For a project recently it was necessary to collect video frames of multiple streams during a specific interval, and in the future also audio, to pass it through an inference framework for extracting additional metadata from the media and attaching it to the frames.
While GStreamer has gained quite a bit of infrastructure in the past years for machine learning use-cases in the analytics library, there was nothing for this specific use-case yet.
As part of solving this, I proposed as design for a generic interface that allows combining and batching multiple streams into a single one by using empty buffers with a GstMeta
that contains the buffers of the original streams, and caps that include the caps of the original streams and allow format negotiation in the pipeline to work as usual.
While this covers my specific use case of combining multiple streams, it should be generic enough to also handle other cases that came up during the discussions.
In addition I wrote two new elements, analyticscombiner
and
analyticssplitter
, that make use of this new API for combining and batching
multiple streams in a generic, media-agnostic way over specific time
intervals, and later splitting it out again into the original streams. The combiner
can be configured to collect all media in the time interval, or only the first or last.
Conceptually the combiner element is similar to NVIDIA's DeepStream nvstreammux
element, and
in the future it should be possible to write a translation layer between the
GStreamer analytics library and DeepStream.
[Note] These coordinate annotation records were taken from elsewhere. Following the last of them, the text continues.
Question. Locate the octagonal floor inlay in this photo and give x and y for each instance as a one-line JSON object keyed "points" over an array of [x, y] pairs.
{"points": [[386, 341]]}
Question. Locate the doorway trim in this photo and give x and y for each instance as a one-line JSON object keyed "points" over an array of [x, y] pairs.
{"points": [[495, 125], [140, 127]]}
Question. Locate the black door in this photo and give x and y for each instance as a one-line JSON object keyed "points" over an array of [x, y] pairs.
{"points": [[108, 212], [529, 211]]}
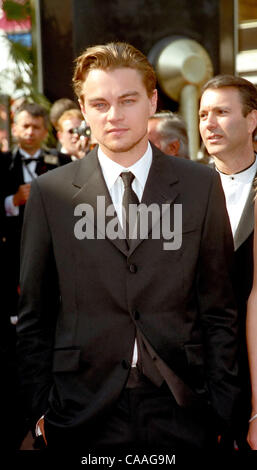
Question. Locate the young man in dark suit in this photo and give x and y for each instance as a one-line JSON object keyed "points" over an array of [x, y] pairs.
{"points": [[228, 119], [135, 343]]}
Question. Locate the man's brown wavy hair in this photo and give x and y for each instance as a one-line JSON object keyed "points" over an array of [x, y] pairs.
{"points": [[109, 57]]}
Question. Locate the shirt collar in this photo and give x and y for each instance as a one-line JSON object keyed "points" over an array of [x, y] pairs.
{"points": [[27, 155], [112, 170], [244, 176]]}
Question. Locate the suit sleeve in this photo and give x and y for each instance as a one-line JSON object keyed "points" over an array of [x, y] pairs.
{"points": [[217, 303], [39, 304]]}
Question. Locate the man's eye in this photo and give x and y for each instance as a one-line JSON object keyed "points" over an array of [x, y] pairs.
{"points": [[99, 105], [128, 101]]}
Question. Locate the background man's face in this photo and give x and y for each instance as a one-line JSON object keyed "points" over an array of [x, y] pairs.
{"points": [[66, 137], [117, 107], [223, 127], [153, 133], [29, 132]]}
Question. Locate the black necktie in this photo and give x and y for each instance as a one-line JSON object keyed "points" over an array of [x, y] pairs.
{"points": [[40, 166], [129, 214]]}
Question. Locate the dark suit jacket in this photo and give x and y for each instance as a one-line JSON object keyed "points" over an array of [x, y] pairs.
{"points": [[75, 345], [11, 178], [243, 278]]}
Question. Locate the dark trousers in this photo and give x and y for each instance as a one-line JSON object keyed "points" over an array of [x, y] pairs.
{"points": [[144, 418]]}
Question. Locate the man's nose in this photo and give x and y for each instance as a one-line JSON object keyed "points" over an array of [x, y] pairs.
{"points": [[30, 130], [115, 113], [211, 121]]}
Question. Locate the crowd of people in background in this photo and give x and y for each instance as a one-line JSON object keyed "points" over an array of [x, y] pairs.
{"points": [[228, 128]]}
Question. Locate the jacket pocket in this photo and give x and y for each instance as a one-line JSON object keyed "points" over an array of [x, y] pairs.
{"points": [[66, 359], [194, 354]]}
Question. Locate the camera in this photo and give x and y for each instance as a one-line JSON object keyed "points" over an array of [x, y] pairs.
{"points": [[83, 130]]}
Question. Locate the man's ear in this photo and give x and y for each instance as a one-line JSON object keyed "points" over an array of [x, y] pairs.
{"points": [[173, 148], [14, 133], [82, 107], [153, 102], [252, 120]]}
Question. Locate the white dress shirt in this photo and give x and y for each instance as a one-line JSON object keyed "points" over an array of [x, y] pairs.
{"points": [[111, 172], [237, 188], [28, 175]]}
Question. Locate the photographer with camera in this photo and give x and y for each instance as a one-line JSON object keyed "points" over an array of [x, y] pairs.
{"points": [[73, 134]]}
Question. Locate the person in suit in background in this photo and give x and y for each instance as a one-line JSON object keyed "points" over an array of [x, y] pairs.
{"points": [[72, 139], [168, 132], [23, 164], [58, 108], [18, 168], [135, 344], [228, 119]]}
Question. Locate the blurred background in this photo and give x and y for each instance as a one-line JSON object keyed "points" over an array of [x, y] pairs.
{"points": [[187, 42]]}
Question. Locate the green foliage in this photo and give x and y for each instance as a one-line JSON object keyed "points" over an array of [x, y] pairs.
{"points": [[16, 11]]}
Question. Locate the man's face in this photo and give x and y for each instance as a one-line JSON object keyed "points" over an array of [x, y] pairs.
{"points": [[66, 136], [116, 106], [29, 132], [224, 129]]}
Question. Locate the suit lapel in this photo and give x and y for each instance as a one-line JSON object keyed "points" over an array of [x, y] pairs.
{"points": [[93, 191], [160, 189], [246, 223], [15, 169]]}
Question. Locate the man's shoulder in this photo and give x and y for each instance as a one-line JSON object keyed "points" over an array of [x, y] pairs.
{"points": [[60, 158], [185, 168]]}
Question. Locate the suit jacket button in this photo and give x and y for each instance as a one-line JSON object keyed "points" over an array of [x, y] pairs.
{"points": [[133, 268], [136, 315], [125, 364]]}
The basic idea for the usage of these elements is to have a pipeline like
-- stream 1 --\ / -- stream 1 with metadata --
-- analyticscombiner -- inference elements -- analyticssplitter --
-- stream 2 --/ \ -- stream 2 with metadata --
........ ......................
-- stream N -/ \- stream N with metadata --
The inference elements would only add additional metadata to each of the buffers, which can then be made use of further downstream in the pipeline for operations like overlays or blurring specific areas of the frames.
In the future there are likely going to be more batching elements for specific stream types, operating on multiple or a single stream, or making use of completely different batching strategies.
Special thanks also to Olivier and Daniel who provided very useful feedback during the review of the two merge requests.